Младенец учится ходить —
и падает, и плачет. Сыть
собачья, травяной мешок ли —
а что хохочем за столом
и песни старые поем —
пройдет и это. Как промокли
шатающиеся у окна,
как незабвенна и страшна
весна, как сумерки лиловы!
Прошедшего, к несчастью, нет —
оно лишь привидение, бред,
придумка Юрия Петухова.
И все-таки — вдвоем, втроем
вступить в зацветший водоем,
где заливается соловьем
неповторимый Паваротти —
и мы, как на поминках, пьем,
за то, как мир бесповоротен
***
Если мне и дано успокоиться —
сами знаете, где и когда.
«Перемелется». «Хочется-колется».
«Постарайся». «Не стоит труда».
В измерении, где одинакова
речь борца и бездомного, где
стынет время хромого Иакова,
растворяясь в небесной воде,
еще плещется зыбкая истина,
только приступ сердечный настиг
чайку в небе… La bella e triste. На
океан, на цикаду в горсти
месяц льет беспилотный, опаловый
свет, такой же густой, как вчера.
Сколько этот орех ни раскалывай —
не отыщешь, не схватишь ядра…
И шумят под луною развалины,
пахнет маслом сандаловым, в дар
принесенным. «Как ты опечалена».
«А чего ты еще ожидал?»
«Не сердись». Мне и впрямь одиноко,
как бывает в бесплодном труде
не пророку — потомку пророка,
не планете — замерзшей звезде…
***
Когда кажется слишком жесткой кровать, и будильник сломался, или
вдруг наручные начали отставать (а раньше всегда спешили),
и не в силах помочь ни новый завод, ни замена батарейки,
а на дне кармана внезапно блеснет монеткою в три копейки
(встрепенись, нумизмат, конопатый пострел!) жалкое прошлое — бей тревогу.
Все это значит, что ты постарел, что, выражаясь строго,
виноват (и не в силах уснуть) перед Богом — Бог с ним, но и перед
самим собой — и пора навостряться в путь, в который никто не верит.
Все это значит, что мир обогнал тебя, что в озябшей сухой ладони
не аммонал, а веронал, что вряд ли улыбчивый ангел тронет
тебя за плечо в мартовской тишине ночной, чтобы в восторге
беспричинном взглянуть за окно, где привкус лимонной корки
в морозном небе, арабская вязь, и планеты бессонные, сторожевые
проповедуют липам и тополям, смеясь, искусство жизни впервые.
А еще это значит, что циферблат — не лицо, а лишь круг —
ну о чем ты подумал? — ада.
И на стрелки уставясь, переводя их назад, ни о чем его не проси. Не надо.
***
Каждое солнце — атом, но и каждое сердце — стон.

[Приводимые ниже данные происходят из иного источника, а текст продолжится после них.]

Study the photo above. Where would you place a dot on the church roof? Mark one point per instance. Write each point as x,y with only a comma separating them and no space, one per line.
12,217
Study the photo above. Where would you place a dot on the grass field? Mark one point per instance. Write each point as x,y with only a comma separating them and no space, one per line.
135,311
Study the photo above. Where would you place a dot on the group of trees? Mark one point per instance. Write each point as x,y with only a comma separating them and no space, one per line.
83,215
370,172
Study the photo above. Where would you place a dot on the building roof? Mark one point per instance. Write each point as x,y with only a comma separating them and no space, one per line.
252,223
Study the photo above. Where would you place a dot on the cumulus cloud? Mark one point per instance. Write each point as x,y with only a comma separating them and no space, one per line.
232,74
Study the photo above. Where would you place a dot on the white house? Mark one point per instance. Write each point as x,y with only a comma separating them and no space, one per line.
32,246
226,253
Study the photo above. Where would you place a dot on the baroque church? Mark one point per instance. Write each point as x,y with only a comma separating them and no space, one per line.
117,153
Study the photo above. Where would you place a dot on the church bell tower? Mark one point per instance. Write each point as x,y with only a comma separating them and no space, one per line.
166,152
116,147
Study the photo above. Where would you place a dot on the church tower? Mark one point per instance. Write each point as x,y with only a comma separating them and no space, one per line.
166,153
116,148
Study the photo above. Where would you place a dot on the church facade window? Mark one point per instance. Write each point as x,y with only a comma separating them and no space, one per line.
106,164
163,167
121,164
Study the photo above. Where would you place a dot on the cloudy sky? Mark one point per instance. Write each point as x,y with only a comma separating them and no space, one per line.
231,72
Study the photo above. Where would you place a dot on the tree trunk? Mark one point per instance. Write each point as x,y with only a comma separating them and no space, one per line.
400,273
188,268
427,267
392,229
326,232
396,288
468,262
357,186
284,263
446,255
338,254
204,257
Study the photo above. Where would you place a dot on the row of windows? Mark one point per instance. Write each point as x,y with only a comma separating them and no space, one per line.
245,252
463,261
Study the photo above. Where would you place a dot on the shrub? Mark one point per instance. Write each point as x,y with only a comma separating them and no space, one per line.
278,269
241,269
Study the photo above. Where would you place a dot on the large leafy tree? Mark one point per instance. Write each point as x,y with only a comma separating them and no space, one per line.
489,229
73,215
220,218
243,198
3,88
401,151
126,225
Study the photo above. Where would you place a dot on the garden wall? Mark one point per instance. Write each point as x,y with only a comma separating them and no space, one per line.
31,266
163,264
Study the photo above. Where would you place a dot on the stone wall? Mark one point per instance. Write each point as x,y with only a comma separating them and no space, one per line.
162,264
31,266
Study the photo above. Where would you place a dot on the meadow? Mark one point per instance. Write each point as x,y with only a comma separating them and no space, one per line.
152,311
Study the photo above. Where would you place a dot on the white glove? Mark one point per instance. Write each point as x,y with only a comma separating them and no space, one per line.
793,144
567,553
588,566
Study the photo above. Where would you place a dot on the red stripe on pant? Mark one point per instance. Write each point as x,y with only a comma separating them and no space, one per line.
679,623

И поэтому черномраморным вечером, на излете хмеля,
наступает время, — вздрагивая, холодея, — размышлять о том,
что происходит на самом деле
после дня рождения (развеялся и погас
звон стаканов). Царь творенья, кряхтя, на четвереньках ловит
настырную крысу. То есть время фантомных зачатий, час
то незваных мучений совести, то ускользнувшей в небытие любови.
Тихо. Только полено сосновое в печке взрывается и трещит.
Хорошо говорить с огнем — вероятно, честнее этого друга
не бывает. Что с тобою, провидец? Зачем твой сыромятный щит
с головой Горгоны отброшен в паучий угол?
Наступает время сбора камней, из которых я каждый взвешу,
время замеса глины для табличек, каждая из которых могла бы
рассказать, как Энкиду, прикасаясь к руке Гильгамеша,
рыдал: «Не рубил я горного кедра, не умертвлял я Хумбабу»,
время вступать в неосвященный храм, где — недостойны, случайны —
сумерки жизни плещут неявным пламенем (а шторы давно закрыты),
исполненным нечитаемой и заиндевевшей тайны,
как грошовый брелок для ключей из письменного гранита.